Sometimes, we want to use some functions that we created, but to keep it simple for the learner, we do not want to display those functions in the main pages of the book. Usually, for transparency, we explain those functions in a page of the appendix.
Those functions are simply put in the file called “x-functions.ipynb”, with x being the number of the chapter in which the functions are used. Because of that, we need to run the file “x-functions.ipynb” at the beginning of each page where the functions are used. Usually, this is done by adding this line of code:
%run 1-functions.ipynb
in the code cell where we import the library Pandas and the data used on the page (usually, the first code cell of the page).
We try to have a quiz for the learner to answer at the end of each page of the book. Those quizzes are developed using H5P. They are hosted on the blog of the HOOU (https://blog.hoou.de/wp-admin/edit.php), so to create a new one, we need access to a HOOU account that has rights on the blog. Once on the wordpress interface of the HOOU, click on “H5P-Inhalt” on the left menu, create an H5P element and integrate it to the book in a code cell like this:
from IPython.display import IFrame
IFrame("https://blog.hoou.de/wp-admin/admin-ajax.php?action=h5p_embed&id=id", "760", "376")

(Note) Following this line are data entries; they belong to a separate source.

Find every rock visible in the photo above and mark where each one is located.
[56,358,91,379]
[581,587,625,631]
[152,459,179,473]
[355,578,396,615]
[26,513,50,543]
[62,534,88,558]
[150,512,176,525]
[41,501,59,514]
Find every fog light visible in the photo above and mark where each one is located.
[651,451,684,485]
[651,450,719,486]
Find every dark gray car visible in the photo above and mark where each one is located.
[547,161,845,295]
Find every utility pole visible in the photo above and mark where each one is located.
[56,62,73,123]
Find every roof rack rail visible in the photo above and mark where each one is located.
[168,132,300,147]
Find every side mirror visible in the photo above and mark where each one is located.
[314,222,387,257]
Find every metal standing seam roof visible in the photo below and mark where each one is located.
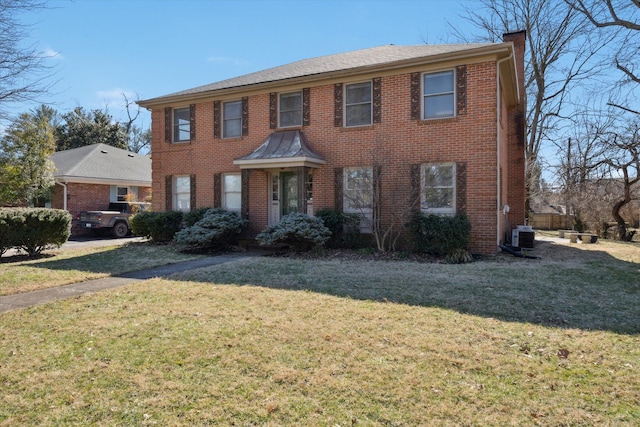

Change the id of the element and possibly the size. to fit to the content. Do not forget to hide the input of this code cell, as we are only interested in the IFrame created in the output.
Using Jupyter Book takes away some freedom in the design of the book. Jupyter Book is still currently under development and some bugs can be present, that we cannot do much about. One example is the interactive widgets, which are based on the library ipywidgets. It is however possible to think about other extended ways to have the behaviour we would like to have.